Please run the following scripts for create python virtual environment and install the dependencies.

conda env create -f environment.yml
conda activate pgahum
bash scripts/install.sh

SMPL Setup

Download SMPL v1.0 for Python 2.7 from SMPL website (for male and female models), and SMPLIFY_CODE_V2.ZIP from SMPLify website (for the neutral model). After downloading, inside SMPL_python_v.1.0.0.zip, male and female models are smpl/models/basicmodel_m_lbs_10_207_0_v1.0.0.pkl and smpl/models/basicModel_f_lbs_10_207_0_v1.0.0.pkl, respectively. Inside mpips_smplify_public_v2.zip, the neutral model is smplify_public/code/models/basicModel_neutral_lbs_10_207_0_v1.0.0.pkl. Remove the chumpy objects in these .pkl models using this code under a Python 2 environment (you can create such an environment with conda). Finally, rename the newly generated .pkl files and copy them to subdirectories under ./data/body_models/smpl/. Eventually, the ./data/body_models folder should have the following structure:

data/body_models
 └-- smpl
    ├-- male
    |   └-- model.pkl
    ├-- female
    |   └-- model.pkl
    └-- neutral
        └-- model.pkl

Then, run the following script to extract necessary SMPL parameters used in our code:

python extract_smpl_parameters.py

The extracted SMPL parameters will be saved into ./body_models/misc/.

Data Preparation

You can get the raw data from their respective sources and use our preprocessing script to generate data that is suitable for our training/validation scripts. Please follow the steps in DATASET.md. Train/val splits on cameras/poses follow NeuralBody's split. Pseudo ground truths for geometry reconstruction on the ZJU-MoCap dataset are stored in this folder. For evaluation script and data split of geometry reconstruction please refer to this comment.
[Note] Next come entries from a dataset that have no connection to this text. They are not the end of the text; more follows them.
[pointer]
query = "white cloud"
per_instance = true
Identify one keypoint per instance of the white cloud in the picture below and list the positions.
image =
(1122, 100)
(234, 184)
For example, to preprocess the ZJU-MoCap dataset, run the following script:

python tools/prepare_zju_mocap/prepare_dataset.py --conf tools/prepare_zju_mocap/confs_preprocess/***.yaml

The preprocessed data will be saved into [data/data_prepared/CoreView_***].

Training

Please run the following script to train the model.

bash scripts/train_377_hfavatar.sh

Inference

Please run the following script to validate and test.
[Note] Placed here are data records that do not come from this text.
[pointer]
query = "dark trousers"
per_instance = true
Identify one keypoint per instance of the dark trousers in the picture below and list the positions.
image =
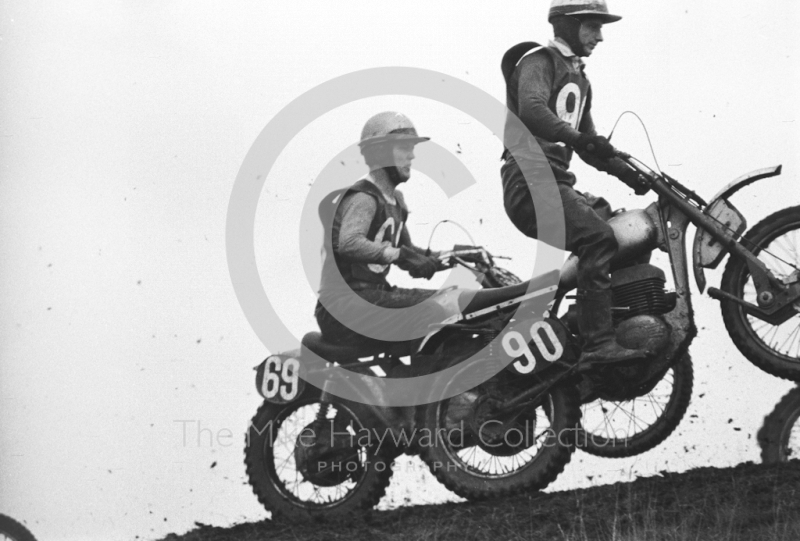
(586, 232)
(397, 323)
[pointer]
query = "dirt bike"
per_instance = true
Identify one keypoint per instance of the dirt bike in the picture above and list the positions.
(520, 426)
(11, 530)
(779, 436)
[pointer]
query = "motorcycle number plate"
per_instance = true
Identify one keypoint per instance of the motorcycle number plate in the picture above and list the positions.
(280, 379)
(533, 344)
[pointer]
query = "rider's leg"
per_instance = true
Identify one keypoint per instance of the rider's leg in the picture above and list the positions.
(592, 240)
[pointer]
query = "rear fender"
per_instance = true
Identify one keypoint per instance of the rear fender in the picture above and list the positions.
(707, 253)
bash scripts/infer_377_hfavatar.sh

For example, in script run_377_hfavatar, the term exp_name denoted the specified model which need to be used. resolution_level determined the level of the rendering images, 4 for (256, 256), 2 for (512, 512). The term novel_view represents a new view point for testing, which can be any one of the existing perspectives, such as any one between 0 and 22 in the context of ZJUMocap dataset. novel_pose specifies the directory for a new pose sequence. infer_mode indicates the mode of inference, and its value can be either val or test. The distinction lies in the fact that val involves comparison with GT images, while test does not. When a new pose is specified, please make sure to keep the infer_mode=test.

Extract Geometry

You can run the following script to extract mesh from learned sdf function. The term base_exp_dir represents the model path, and resolution indicates the resolution of the grid for feature extraction.
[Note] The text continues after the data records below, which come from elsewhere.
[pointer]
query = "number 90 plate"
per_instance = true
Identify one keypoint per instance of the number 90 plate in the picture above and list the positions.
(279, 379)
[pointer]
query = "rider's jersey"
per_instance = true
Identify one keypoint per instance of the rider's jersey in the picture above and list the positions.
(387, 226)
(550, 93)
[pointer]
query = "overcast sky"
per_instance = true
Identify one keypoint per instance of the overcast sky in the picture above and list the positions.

python extract_geometry.py --conf [/path/to/conf] --base_exp_dir [/path/to/exp_dir] --resolution 512

Citation

@article{wang24pgahum,
  author    = {Hao Wang and Qingshan Xu and Hongyuan Chen and Rui Ma},
  title     = {PGAHum: Prior-Guided Geometry and Appearance Learning for High-Fidelity Animatable Human Reconstruction},
  journal   = {arXiv preprint arXiv:2404.13862},
  year      = {2024}
}

License

Distributed under the GPL License. See LICENSE for more information.

Acknowledgements

This project is built on ARAH, HumanNeRF, Pet-NeuS, and others. We thank all of them for their contributions.